Planning for MBCS Data

The use of multi-byte character set (MBCS) data with Oracle, DB2, or IBM® DB2® for z/OS® has specific database considerations, which are covered in the Cúram Third-Party Tools Installation Guide for Windows and Cúram Third-Party Tools Installation Guide for UNIX. However, for MBCS support with DB2 or DB2 for z/OS specific Curam configuration is required, which impacts the behavior of the Data Manager.

Cúram support for MBCS data with DB2 and DB2 for z/OS is enabled out-of-the-box to ensure error-free operation for users with languages requiring MBCS data and for users who find they require MBCS data when copying/pasting data from other applications. This support entails expanding the size of string columns in the database because DB2 column sizes are based on bytes, which is not necessarily the length required when MBCS data is used.

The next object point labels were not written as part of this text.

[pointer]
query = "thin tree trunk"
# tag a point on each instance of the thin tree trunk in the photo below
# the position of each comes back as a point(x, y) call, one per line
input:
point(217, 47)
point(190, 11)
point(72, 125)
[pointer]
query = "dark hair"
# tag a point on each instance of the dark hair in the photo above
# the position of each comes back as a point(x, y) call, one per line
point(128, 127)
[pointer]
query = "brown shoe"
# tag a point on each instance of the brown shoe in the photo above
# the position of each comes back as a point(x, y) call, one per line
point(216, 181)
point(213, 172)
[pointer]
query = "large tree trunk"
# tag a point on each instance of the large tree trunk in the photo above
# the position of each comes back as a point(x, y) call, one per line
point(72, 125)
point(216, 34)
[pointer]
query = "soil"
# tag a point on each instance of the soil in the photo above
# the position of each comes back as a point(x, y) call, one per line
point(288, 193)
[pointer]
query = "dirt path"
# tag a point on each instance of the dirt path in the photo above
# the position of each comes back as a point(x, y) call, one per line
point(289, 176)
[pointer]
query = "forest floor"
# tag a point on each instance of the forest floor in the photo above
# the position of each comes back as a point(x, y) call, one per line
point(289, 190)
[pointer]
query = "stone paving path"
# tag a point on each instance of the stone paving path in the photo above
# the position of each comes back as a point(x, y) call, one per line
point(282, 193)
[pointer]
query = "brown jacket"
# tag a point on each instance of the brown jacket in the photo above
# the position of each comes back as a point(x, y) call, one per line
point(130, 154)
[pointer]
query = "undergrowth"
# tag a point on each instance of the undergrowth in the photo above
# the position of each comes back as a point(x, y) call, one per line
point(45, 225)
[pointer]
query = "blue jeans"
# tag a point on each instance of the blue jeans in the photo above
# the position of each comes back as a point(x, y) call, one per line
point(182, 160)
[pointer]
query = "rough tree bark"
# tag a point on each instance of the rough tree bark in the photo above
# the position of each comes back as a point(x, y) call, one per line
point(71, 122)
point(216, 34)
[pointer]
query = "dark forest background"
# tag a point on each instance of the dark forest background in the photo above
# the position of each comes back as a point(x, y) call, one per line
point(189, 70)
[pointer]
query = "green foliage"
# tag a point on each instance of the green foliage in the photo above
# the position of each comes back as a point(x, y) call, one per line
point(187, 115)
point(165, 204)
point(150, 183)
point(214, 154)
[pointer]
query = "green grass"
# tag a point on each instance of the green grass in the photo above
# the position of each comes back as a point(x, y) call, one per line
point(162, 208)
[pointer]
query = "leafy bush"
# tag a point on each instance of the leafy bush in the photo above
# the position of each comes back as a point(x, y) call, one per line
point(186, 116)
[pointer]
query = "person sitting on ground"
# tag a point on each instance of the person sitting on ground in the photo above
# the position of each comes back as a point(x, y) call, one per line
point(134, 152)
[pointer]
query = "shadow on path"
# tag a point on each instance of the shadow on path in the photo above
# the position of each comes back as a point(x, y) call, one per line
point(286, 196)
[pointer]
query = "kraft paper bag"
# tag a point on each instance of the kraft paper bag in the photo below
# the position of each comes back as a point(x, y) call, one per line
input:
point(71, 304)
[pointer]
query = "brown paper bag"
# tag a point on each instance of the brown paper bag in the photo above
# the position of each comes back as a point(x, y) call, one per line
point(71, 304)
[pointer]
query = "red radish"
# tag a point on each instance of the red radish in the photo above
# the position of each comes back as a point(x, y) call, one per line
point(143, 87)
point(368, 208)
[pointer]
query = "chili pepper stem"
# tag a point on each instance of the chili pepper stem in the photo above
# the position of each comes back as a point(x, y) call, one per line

This is explained in more detail in the Cúram Third-Party Tools Installation Guide for Windows and Cúram Third-Party Tools Installation Guide for UNIX. However, these default expansion settings may not be appropriate for those using only Western languages (i.e., SBCS data) and you should consider disabling this support or, for MBCS data, reducing the default expansion factor. Whether database expansion is applied by the Data Manager is controlled by the curam.db.multibyte.expansion property in Bootstrap.properties. The amount of expansion (a factor of 1.0 to 4.0) is set with the curam.db.multibyte.default.factor property in Bootstrap.properties. These properties are described in Cúram Configuration Parameters.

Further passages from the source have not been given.